All about our project

We are a small inner city allotment site (of 40 plots) in Coventry, near to the centre of England, UK. Our site is bordered by a primary school playing field, a row of inter-war terraced houses, a building site (which was until recently the factory where London Hackney Carriages, known as Black Cabs, were built), and a busy arterial route taking traffic to and from Coventry ring road.

We have a serious problem with waterlogging on the lower area of the site, which means that – gradually – as their veg rotted, their backs went and their enthusiasm waned, we have lost plot-holders and been unable to re-let plots in this area. It has also meant, though, that this low-lying area of four plots has begun its own wonderful wilding. Willows and buttercups have moved in and, with them, insects, birds and foxes (who not everyone welcomes, but we are working on it).

Alongside the waterlogging (made worse by the unpredictable weather that climate change brings) we have a lot of plots which don’t prioritise rainwater collection – perhaps because it can be expensive to do, and it might not feel necessary when we have summer access to mains water (although in recent years, we have had to increase rents to cover our rocketing water bills).

We’re really pleased that we have been able to secure an award from the WMCA Community Environment Fund to explore how we might start to address these problems, and the wider issue of future-proofing community food growing on our inner-city allotment.
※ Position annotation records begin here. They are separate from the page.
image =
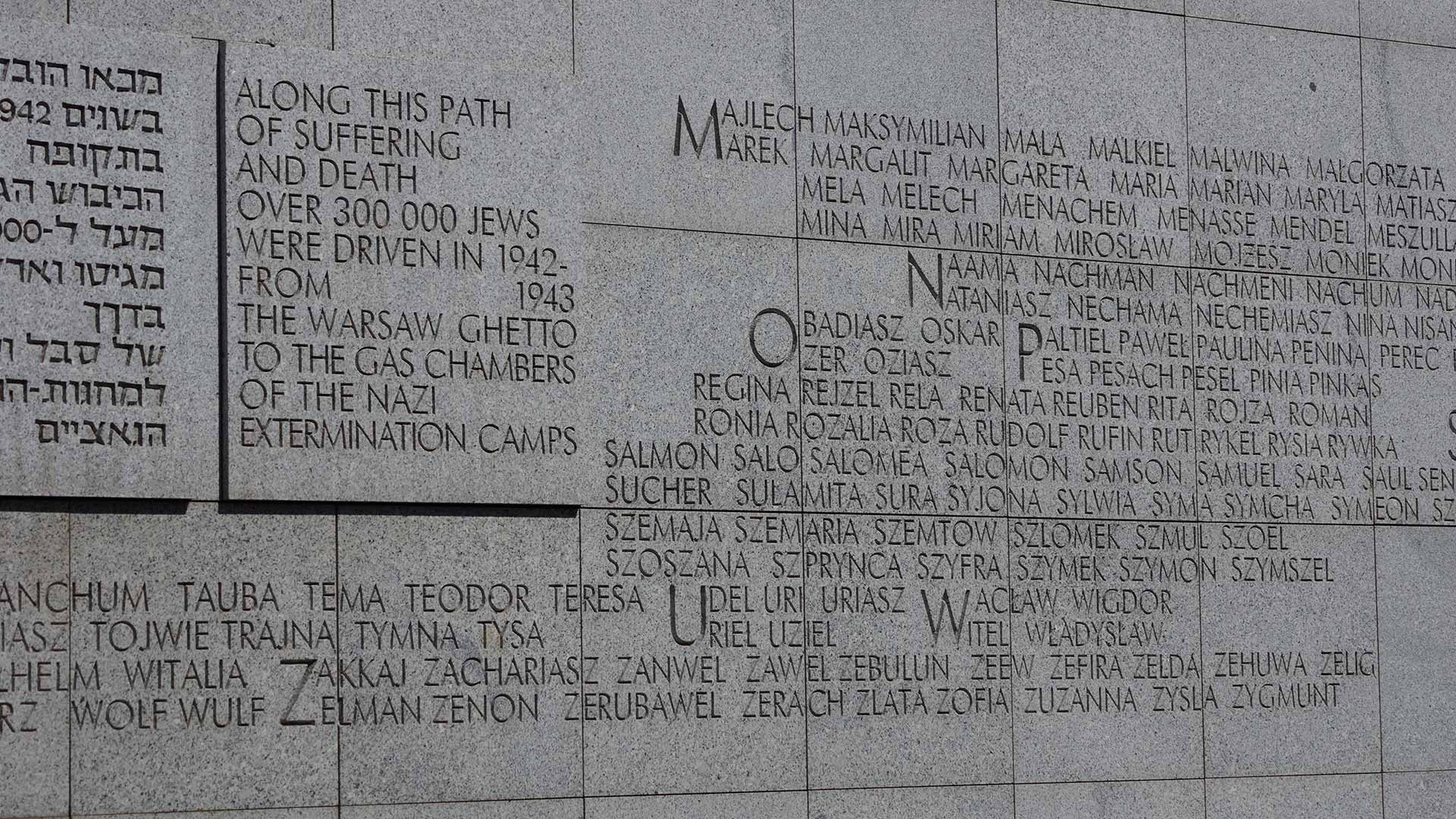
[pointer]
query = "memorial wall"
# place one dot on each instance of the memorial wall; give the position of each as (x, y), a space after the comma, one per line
(999, 409)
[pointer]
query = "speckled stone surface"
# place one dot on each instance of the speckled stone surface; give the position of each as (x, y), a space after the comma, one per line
(699, 134)
(275, 22)
(482, 31)
(204, 632)
(1419, 796)
(46, 11)
(1299, 798)
(1335, 17)
(36, 561)
(1417, 605)
(993, 802)
(1410, 20)
(1111, 800)
(704, 806)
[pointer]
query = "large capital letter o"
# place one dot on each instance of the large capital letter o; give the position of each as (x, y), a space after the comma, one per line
(753, 337)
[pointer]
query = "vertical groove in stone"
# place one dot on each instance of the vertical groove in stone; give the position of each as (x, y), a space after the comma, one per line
(220, 134)
(1375, 529)
(1001, 271)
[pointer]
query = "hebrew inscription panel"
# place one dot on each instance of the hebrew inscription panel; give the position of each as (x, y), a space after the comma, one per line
(108, 248)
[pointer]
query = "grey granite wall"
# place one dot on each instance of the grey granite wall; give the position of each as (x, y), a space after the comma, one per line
(1009, 409)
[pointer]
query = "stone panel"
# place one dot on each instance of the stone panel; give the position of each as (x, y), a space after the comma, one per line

This blog is integral to the project as a way to record everything (including ongoing impact and evaluation) and to connect, and openly share our experiences; to widen the debate, engage with, and learn from, others doing similar work as we experiment and develop our climate resilience iteratively. We hope it will be a place for conversation.

Like many sites, we have a lengthy waiting list. There’s a massive demand for plots nationally, and for different *kinds* of more accessible plots – that allow people to join a food-growing community with a smaller/more flexible time commitment. This project aims to meet that need, exploring what future community food growing on allotments might look like, building community through learning/sharing adaptable, climate-resilient food production methods, and dealing with the current climate-related waterlogging.

In our experience, shifts in industry, lifestyle, working patterns, economic status and retirement have changed allotment use and relationships between plot-holders. The feeling of community – or collectivism – has suffered onsite as the cohort of people able and willing to volunteer time/labour/expertise has shrunk. Vacant plots rarely become available in good condition now: new tenants often have a daunting clearance job before they can begin to grow – a huge barrier to access which, too often, leads to chemically battling nature, rather than working with it.

We need to learn from best practice growing spaces and fundamentally rethink/test out different models:

-that have the flexibility to accommodate different configurations of gardeners;

-that can support and build a stronger sense of community and collective responsibility/mutual aid;

-that offer communal projects that benefit nature and bring people back together, whilst sharing skills and building resilience to face our uncertain future.

We hope that the legacy of this project will be a strong, stable allotment community, revitalised by different, newly flexible letting configurations and new members. New communal facilities will continue to open up opportunities to gather, to develop/share our climate-resilient practice and to increase engagement with our wider geographical community.

We particularly want to use this project as a way to open the conversation more widely with allotmenteers and food growers across Coventry through the existing forum of the Site Secretaries meetings of the Coventry & District Allotments & Leisure Gardens Council (who manage the city’s 37 sites, approx 2,500 plots, on behalf of Coventry City Council), and in particular with other sites affected by climate-related flooding.

The dream would be to enshrine chemical-free climate-resilient regenerative growing practices within council policy, rolled out across all of the city’s allotments – maybe one day – watch this space, eh?